Problemy w zgraniu terminów nie są jednak dla Holendra obce. Podobnie zawile wyglądają plany wobec jego przedłużenia kontraktu w Monachium.
Latem van Bommel będzie mógł odejść z FCB, na co on sam mówi – z chęcią bym został, ale nie na rok. Jednak Bawarczycy od grudnia proponują mu kontrakt roczny. Czas na decyzję miał trwać do początku lutego.
BILD dowiedział się: w tym tygodniu Uli Hoeneß ponownie długo rozmawiał z kapitanem FCB, dając mu znów czas do namysłu.
Rob Jansen, doradca MvB, powiedział – jesteśmy w kontrakcie z kierownictwem klubu. Jesteśmy gotowi na dalsze rozmowy. Mamy jednak również inne propozycje zarówno z kraju jak i zagranicy.
Największy problem w Bayernie: Hoeneß chce zatrzymać swojego kapitana, a Jürgen Klinsmann nie.
Stosunek trener-kapitan nigdy nie należał do luźnych.

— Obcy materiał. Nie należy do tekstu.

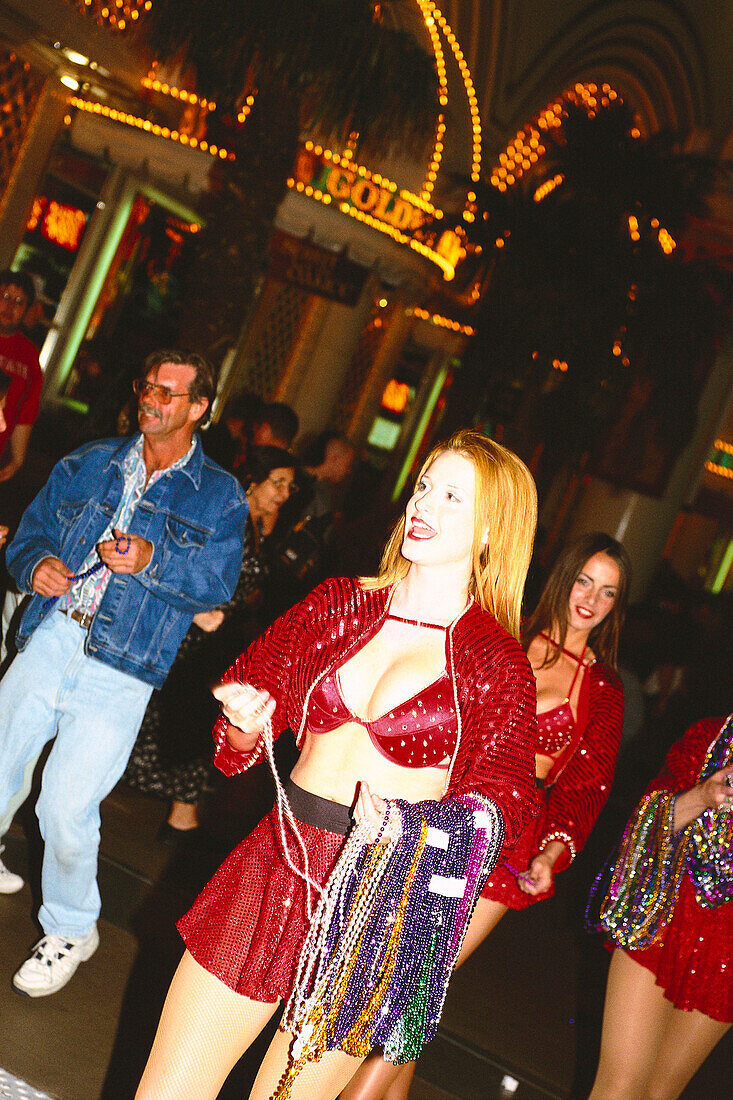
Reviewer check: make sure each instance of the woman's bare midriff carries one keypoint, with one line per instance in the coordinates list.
(332, 765)
(544, 766)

Zatrudnienie Ukraińca – Anatolia Tymoszczuka niezbyt pomogła w tej sytuacji. Klinsi chce chyba bardziej, żeby kontrakt z FCB przedłużył inny defensywny pomocnik – Ze Roberto.
Hoeneß permanentnie wstawia się jednak za van Bommela! Przede wszystkim dlatego, że Holender bardzo mocno identyfikuje się z Bayernem. Mark – to jest mój dom! W 2006 roku, gdy przyszedł na Säbener Straße przedstawił się osobiście wszystkim pracownikom! Jak dotąd żadna nowa gwiazda w klubie tego nie uczyniła.
Jak potoczy się więc dalej ta sytuacja?
Są 3 opcje:
· 1 – Hoeneß Przekona Klinsmanna do van Bommela
· 2 – Klinsi pozostanie twardy, a van Bommel odejdzie.
· 3 – najmniej prawdopodobna: nie odejdzie van Bommel, a Klinsmann, jeśli 0:1 z Hamburgiem nie było przypadkiem, a powolnym spadkiem FCB, lub gdy nieobliczalny Klinsi postanowi szukać nowych wyzwań.
Van Bommel wobec BILD – w spokoju zastanowię się nad wszystkim. Klub nie dał mi ostatecznego terminu.